Onoda, 10,000 Nights in the Jungle gets lost in the Filipino wilds

Arthur Harari’s Un Certain Regard opener squeezes a Japanese soldier’s 30-year war into three hours of film, but its duration is shown, not felt.

9 July 2021

By James Lattimer

Onoda, 10,000 Nights in the Jungle (2021)
Sight and Sound
  • Reviewed from the 2021 Cannes Film Festival

If this year’s Cannes Film Festival is supposed to be about welcoming back the cinema experience after an enforced absence, Arthur Harari’s Onoda, 10,000 Nights in the Jungle, which opened the Un Certain Regard sidebar, was seemingly programmed with that in mind, a nearly three-hour wannabe existentialist war drama intended as an exercise in the sort of big-screen immersion that has been impossible of late.

Yet while the true story of a Japanese soldier marooned in an endless, ultimately self-created conflict has obvious dramatic potential, the film’s humdrum dramatization lacks the necessary visual or narrative finesse to keep viewers absorbed, its longueurs equally exposing how the French director simply ignores the thornier implications of this historical curiosity.

The real-life Onoda Hiroo was a Japanese soldier who entered the Second World War in its closing stages at age 22, receiving special guerrilla training in Japan in late 1944 before being sent to the island of Lubang in the Philippines in February 1945. He would only officially surrender and return to Japan nearly 30 years later. Onoda, 10,000 Nights in the Jungle enters this story towards its end point, first showing how a young Japanese man went to Lubang in 1974 to look for Onoda, before jumping back to the soldier’s arrival on the island and following his plight more or less chronologically from then on, with the exception of a flashback to his training and some later, perception-related blending of different times in the film’s closing stages.

Onoda, 10,000 Nights in the Jungle (2021)

We thus see Onoda arriving on the island when the war is nearly lost and the Japanese forces are already in disarray. As skirmishes with the American forces intensify and morale and food supplies dwindle, he is quick to fill the resultant void in leadership, even as the number of troops at his command doesn’t even make double figures. Soon they’re down to four and it appears the Americans have withdrawn, whereupon Onoda gives a suitably inspirational speech suggesting that the quartet hunker down for the long haul, raiding local villages and getting the lie of the land as they wait for reinforcements that will never arrive.

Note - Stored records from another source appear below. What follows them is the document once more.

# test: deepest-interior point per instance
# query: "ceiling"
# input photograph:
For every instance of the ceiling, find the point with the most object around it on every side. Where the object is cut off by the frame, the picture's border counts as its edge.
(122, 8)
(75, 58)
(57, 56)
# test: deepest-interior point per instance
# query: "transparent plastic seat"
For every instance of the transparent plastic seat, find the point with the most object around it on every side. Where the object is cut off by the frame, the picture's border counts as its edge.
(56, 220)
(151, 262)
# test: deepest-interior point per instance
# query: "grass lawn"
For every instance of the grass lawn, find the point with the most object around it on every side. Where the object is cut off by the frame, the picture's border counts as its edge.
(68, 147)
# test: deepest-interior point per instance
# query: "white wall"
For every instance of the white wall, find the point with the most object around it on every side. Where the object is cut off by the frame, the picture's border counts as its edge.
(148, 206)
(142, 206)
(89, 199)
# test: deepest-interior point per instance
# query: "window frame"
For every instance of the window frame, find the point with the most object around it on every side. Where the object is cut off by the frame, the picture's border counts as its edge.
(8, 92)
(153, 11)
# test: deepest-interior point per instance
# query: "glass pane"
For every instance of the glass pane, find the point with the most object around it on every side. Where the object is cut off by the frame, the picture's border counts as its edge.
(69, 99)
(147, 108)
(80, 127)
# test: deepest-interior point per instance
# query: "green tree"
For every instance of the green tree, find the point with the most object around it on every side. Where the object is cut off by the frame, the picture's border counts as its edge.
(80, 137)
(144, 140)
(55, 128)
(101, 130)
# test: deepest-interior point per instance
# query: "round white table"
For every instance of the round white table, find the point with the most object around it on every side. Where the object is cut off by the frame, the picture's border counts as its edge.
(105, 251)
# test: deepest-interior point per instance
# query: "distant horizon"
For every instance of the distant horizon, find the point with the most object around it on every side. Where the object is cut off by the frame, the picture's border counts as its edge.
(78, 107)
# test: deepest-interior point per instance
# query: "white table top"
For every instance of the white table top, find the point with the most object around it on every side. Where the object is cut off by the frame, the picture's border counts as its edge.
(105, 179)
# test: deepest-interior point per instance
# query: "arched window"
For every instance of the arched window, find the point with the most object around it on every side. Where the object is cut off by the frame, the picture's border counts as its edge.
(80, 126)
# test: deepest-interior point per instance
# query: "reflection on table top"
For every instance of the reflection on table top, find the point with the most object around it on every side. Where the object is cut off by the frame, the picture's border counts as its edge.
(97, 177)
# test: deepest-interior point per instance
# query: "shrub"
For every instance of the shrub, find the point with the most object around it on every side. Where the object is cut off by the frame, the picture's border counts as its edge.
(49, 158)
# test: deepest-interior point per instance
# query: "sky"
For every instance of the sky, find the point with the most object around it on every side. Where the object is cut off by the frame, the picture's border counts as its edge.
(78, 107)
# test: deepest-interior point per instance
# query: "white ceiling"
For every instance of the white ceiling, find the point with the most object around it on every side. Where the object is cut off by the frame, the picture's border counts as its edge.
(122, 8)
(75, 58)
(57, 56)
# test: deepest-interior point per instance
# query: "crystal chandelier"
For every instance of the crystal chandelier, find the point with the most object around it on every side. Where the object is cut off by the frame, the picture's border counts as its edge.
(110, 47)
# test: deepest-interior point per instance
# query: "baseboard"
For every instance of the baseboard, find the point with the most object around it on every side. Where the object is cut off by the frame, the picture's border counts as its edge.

With the central setup and its protagonists established as such, the action begins to jump forward in ever lengthier intervals, with each leap mainly serving to narrate some key episode: the exploration of the island and guerrilla campaigns against its inhabitants, fights between members of the group and their respective exits from it and eventually the arrival of outsiders, who are still not able to sway Onoda’s obsessive need to stay on task.

While this episodic structure is clearly supposed to inject narrative momentum into what is necessarily a long ride, it turns the passing of time, perhaps the key element of the entire story, into something shown but barely felt; onscreen titles, make-up and older actors only go so far in actually evoking 30 years in the jungle. 

The focus on incident over atmosphere doesn’t just extend to time. For all the scenes showing Onoda poring over his talismanic map of Lubang, Harari is also unable to make the topography of the island truly tangible. There’s no mistaking the island’s visual appeal, though each of the locations remains little more than that, with neither the camerawork nor the editing able to stitch them together so as to conjure the sense of a lived-in landscape. Despite the fancy crane shots that swoop through, alongside and over foliage, the film never fully penetrates its setting, treating it as more of a space for the actors to perform in rather than a potential living, breathing protagonist of its own.

Onoda, 10,000 Nights in the Jungle (2021)

The dramatic scenes also never get to the heart of the matter, not least as their number of possible outcomes is restricted by the ‘truth’ of the story, meaning repetition is inescapable. The glaring question of why Onoda chose to stay so long in the jungle remains frustratingly unanswered, although the shouty flashback scenes to his training with the paternal Major Taniguchi are presumably supposed to function as motivation to this end.

With little to do as a viewer but wait for the inevitable, there’s more than enough time to ponder another, equally central question that Onoda throws up and neglects to address: what ideology is so pervasive and so well-anchored that it can make a man go to such extraordinary lengths? Yet Harari is completely disinterested in probing this ideology, a particularly troubling decision in view of the wider historical context in which the film unfolds. With nationalist sentiment on the rise again in Japan, making a film that essentially celebrates someone who appeared to fully assimilate its imperialistic ambitions is naïve at best and insulting at worst; it’s telling here that the Filipinos who appear are little more than cannon fodder. Surely if you head to foreign territory, you should have a better idea of the terrain?